In this paper, the authors reported their experimental identification of the role of microscopic turbulence in generating a meso-scale electric field and flow (zonal flow) in nonequilibrium toroidal plasmas. Theories have predicted that microscopic turbulence in confined plasmas induce the transport and zonal flows, which are constant on a magnetic surface (but change signs in radius). In this paper, the first experimental identification of the process was reported, stating that zonal flows are driven by microscopic turbulence and suppress the turbulent transport. This paper has given a firm experimental foundation for the understanding of the process by which a large-scale structure in the vector field is generated by an inhomogeneous global scalar field. This article has given a scientific basis for the realization of controlled fusion and for the understanding of turbulent structures (including dynamos) in nature. This is a distinguished paper that has opened a new arena in experimental plasma physics.

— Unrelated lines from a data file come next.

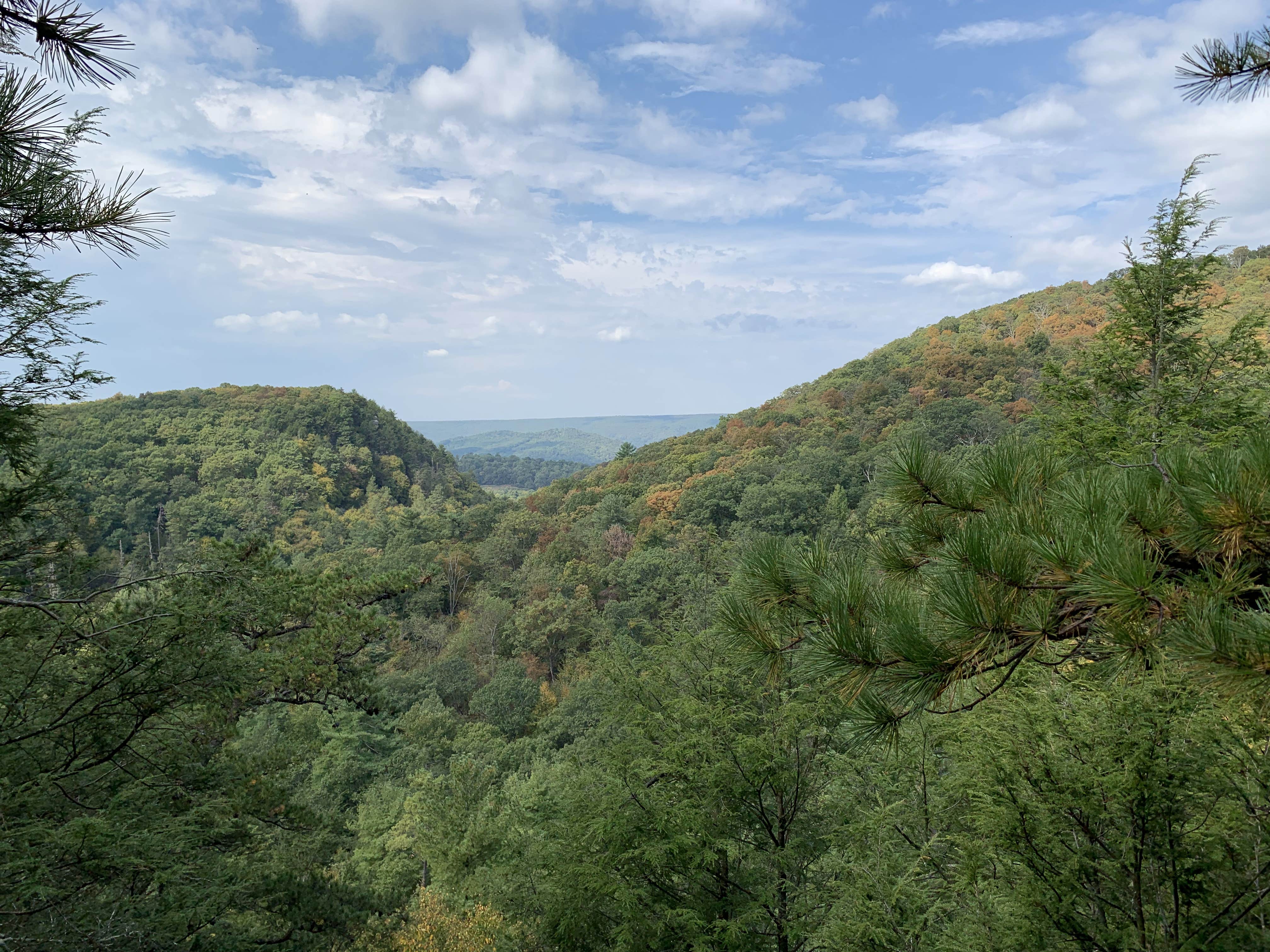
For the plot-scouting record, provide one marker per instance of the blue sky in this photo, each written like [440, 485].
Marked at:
[500, 209]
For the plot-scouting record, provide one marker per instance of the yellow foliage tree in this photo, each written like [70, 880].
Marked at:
[435, 927]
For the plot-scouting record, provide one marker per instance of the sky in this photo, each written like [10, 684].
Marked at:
[510, 209]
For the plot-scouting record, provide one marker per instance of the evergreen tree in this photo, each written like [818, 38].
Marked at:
[1159, 374]
[1234, 71]
[49, 201]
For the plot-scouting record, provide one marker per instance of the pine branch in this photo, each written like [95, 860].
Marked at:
[73, 48]
[1235, 71]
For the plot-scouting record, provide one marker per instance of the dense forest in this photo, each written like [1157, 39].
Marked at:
[961, 647]
[520, 473]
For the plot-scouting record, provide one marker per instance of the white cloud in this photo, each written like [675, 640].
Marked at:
[1039, 118]
[515, 81]
[378, 326]
[279, 322]
[879, 111]
[966, 276]
[998, 32]
[764, 115]
[694, 18]
[722, 68]
[398, 25]
[326, 116]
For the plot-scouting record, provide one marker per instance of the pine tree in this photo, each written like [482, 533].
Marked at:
[1015, 558]
[48, 201]
[1234, 71]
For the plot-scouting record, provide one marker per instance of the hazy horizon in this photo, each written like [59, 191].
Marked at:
[539, 209]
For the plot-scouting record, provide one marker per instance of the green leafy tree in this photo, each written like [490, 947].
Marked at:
[508, 700]
[133, 813]
[1159, 374]
[695, 815]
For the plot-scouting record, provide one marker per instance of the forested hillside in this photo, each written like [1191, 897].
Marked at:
[416, 718]
[520, 473]
[807, 460]
[961, 648]
[290, 464]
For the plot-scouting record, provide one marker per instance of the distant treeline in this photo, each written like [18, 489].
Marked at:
[520, 471]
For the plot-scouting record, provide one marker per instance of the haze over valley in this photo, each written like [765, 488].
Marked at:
[368, 586]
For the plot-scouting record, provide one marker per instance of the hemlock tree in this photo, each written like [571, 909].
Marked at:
[1160, 374]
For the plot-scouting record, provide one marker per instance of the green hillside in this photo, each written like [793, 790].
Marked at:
[533, 696]
[233, 461]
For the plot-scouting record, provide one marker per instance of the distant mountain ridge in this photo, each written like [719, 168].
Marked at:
[562, 444]
[637, 429]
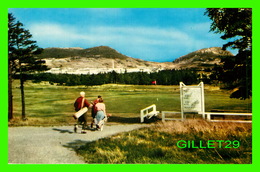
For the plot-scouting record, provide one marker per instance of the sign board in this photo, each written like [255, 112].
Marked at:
[192, 98]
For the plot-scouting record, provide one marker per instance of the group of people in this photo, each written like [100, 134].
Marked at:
[98, 113]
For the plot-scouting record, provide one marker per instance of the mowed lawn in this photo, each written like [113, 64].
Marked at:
[54, 104]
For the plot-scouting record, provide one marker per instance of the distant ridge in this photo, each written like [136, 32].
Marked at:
[95, 52]
[206, 57]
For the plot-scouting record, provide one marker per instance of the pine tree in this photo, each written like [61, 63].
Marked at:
[22, 59]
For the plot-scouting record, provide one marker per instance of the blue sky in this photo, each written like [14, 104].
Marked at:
[153, 34]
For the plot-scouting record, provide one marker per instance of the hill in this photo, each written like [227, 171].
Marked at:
[106, 59]
[96, 60]
[95, 52]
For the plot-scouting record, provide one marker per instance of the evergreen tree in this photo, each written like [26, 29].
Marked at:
[235, 23]
[22, 59]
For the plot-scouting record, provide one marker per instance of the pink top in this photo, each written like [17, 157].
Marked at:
[101, 106]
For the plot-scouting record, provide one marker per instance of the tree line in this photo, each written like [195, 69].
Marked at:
[164, 77]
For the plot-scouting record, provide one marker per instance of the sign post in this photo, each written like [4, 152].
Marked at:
[192, 99]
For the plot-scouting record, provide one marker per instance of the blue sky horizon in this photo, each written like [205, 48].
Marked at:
[152, 34]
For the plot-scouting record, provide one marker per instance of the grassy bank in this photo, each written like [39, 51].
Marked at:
[158, 144]
[53, 105]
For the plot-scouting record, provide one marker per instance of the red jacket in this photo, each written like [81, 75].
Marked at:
[78, 103]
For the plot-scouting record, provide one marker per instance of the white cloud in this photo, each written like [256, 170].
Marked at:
[139, 42]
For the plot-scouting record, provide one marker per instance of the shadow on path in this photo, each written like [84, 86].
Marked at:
[63, 131]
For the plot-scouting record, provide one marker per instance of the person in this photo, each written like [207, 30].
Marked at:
[80, 103]
[101, 113]
[94, 111]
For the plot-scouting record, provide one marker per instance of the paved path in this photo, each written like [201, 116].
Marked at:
[53, 145]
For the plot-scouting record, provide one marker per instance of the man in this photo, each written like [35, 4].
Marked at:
[94, 111]
[80, 103]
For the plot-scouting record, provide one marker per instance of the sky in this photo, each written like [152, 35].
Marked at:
[152, 34]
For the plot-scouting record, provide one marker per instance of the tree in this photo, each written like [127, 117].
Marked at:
[236, 25]
[22, 59]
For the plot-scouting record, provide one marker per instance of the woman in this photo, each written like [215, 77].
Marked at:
[101, 113]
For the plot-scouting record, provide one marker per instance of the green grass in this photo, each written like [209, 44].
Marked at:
[53, 105]
[158, 145]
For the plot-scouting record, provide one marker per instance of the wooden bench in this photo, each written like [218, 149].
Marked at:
[148, 112]
[221, 114]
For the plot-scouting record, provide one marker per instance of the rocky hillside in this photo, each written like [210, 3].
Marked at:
[96, 60]
[105, 59]
[203, 58]
[95, 52]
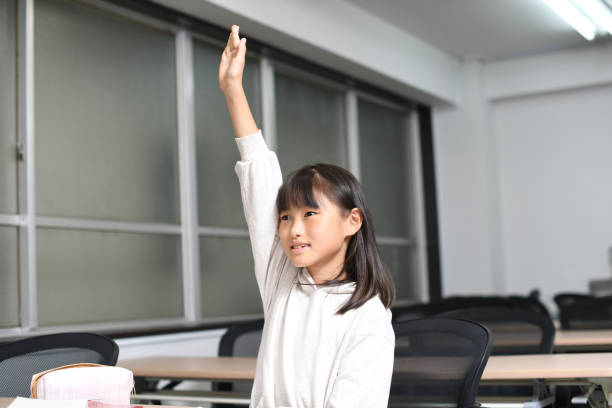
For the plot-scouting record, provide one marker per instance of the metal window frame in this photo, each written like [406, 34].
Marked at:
[28, 318]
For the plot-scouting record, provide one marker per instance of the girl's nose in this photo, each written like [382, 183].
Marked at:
[296, 229]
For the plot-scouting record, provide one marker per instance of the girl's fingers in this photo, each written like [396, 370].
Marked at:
[235, 39]
[242, 48]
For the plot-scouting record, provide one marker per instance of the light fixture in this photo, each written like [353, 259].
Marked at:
[597, 12]
[573, 17]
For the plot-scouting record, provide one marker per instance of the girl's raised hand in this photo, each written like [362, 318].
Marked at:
[232, 62]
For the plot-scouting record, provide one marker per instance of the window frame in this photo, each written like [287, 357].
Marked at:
[185, 30]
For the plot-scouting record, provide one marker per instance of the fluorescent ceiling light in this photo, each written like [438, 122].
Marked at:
[573, 17]
[598, 12]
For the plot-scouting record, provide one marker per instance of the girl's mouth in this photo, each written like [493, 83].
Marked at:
[298, 249]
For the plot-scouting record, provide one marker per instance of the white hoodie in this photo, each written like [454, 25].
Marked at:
[309, 356]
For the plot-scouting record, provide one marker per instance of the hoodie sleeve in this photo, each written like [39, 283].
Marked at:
[260, 178]
[366, 365]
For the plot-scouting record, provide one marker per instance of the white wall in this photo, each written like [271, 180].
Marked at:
[523, 167]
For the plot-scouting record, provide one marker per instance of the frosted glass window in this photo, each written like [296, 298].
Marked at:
[384, 149]
[86, 276]
[228, 282]
[106, 127]
[309, 120]
[401, 261]
[8, 162]
[219, 201]
[9, 279]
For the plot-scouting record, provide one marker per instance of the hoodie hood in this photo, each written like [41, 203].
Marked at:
[309, 286]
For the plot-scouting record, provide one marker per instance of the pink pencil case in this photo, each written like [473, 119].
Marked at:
[112, 385]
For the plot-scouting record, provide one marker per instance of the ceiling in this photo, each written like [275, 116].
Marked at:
[480, 29]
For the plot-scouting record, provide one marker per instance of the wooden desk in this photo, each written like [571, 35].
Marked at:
[582, 369]
[5, 402]
[193, 368]
[583, 340]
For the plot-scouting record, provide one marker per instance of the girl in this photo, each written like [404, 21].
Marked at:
[327, 339]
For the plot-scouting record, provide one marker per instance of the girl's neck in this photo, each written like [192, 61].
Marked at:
[323, 275]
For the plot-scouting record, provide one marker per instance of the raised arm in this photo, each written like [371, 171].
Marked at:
[258, 169]
[230, 81]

The authors found that when salt is added to a phase separating solution (water/3-methylpyridine), the transparent solution starts to have a color which changes from blue to green, yellow and red as the temperature is raised. They hypothesized that this is due to the formation of a large periodical structure in the solution. In this paper, they proved the existence of such a structure by small angle neutron scattering. Onuki et al theoretically predicted that when ions are added to a phase separating solution, the scattering intensity will have a peak, but there was no experimental proof. The authors hypothesized that the coloring phenomena they found is due to this effect and they confirmed their conjecture by neutron scattering. Their finding that ions create a periodical structure of wavelength 10-100 nm in solution was a surprise, and gave an impact in soft matter and statistical physics. This paper is the first of their series of works.

The authors' group discovered the β-pyrochlore oxide superconductors AOs2O6 (A= Cs, Rb and K). In this paper, the authors provided systematic studies of the physical properties in the superconducting and normal states by using high quality single crystals they had grown themselves. In the series of papers that appeared before the publication of the present one (which were mainly published in J. Phys. Soc. Jpn) the authors' group had reported that these materials have cage structure and the anharmonic oscillation of alkai ions, which is called rattling motion, strongly influence many physical properties. These intriguing materials are, in particular, quite unique in that they undergo the superconducting transition. In this paper, using detailed analysis of the specific heat in high quality single crystals, the authors showed a strong coupling superconductivity in these systems, in which pairing interaction is very strong. In addition they suggested the possibility that this strong interaction may arise from the rattling motion. This suggestion made by the authors is very important for the researchers in this field. The discovery of new materials and measurements by using high quality single crystals is requisite for the progress of material science; therefore, the authors' achievement in this paper has made a high impact in the condensed matter community.

The authors (HAL collaboration) developed a novel method to extract a nuclear force from lattice QCD (quantum chromodynamics) calculations; they successfully converted the inner part of nucleon-nucleon Bethe-Salpeter amplitude to a non-local nuclear potential, which is further reduced to a sum of local potentials by derivative expansion. The present paper gives a detailed foundation of the novel method for extracting local potentials for composite particles from lattice QCD. They clarify the advantages of the method; in particular, they show that any singular behavior in the quark-mass dependence of the potential will not appear, which is in contrast to the conventional method utilizing scattering length.In short, this paper is a seminal paper which developed a novel and effective method to extract nuclear forces from quantum chromodynamics as a field theory, and thus deserves the JPS Award for Academic Papers on Physics.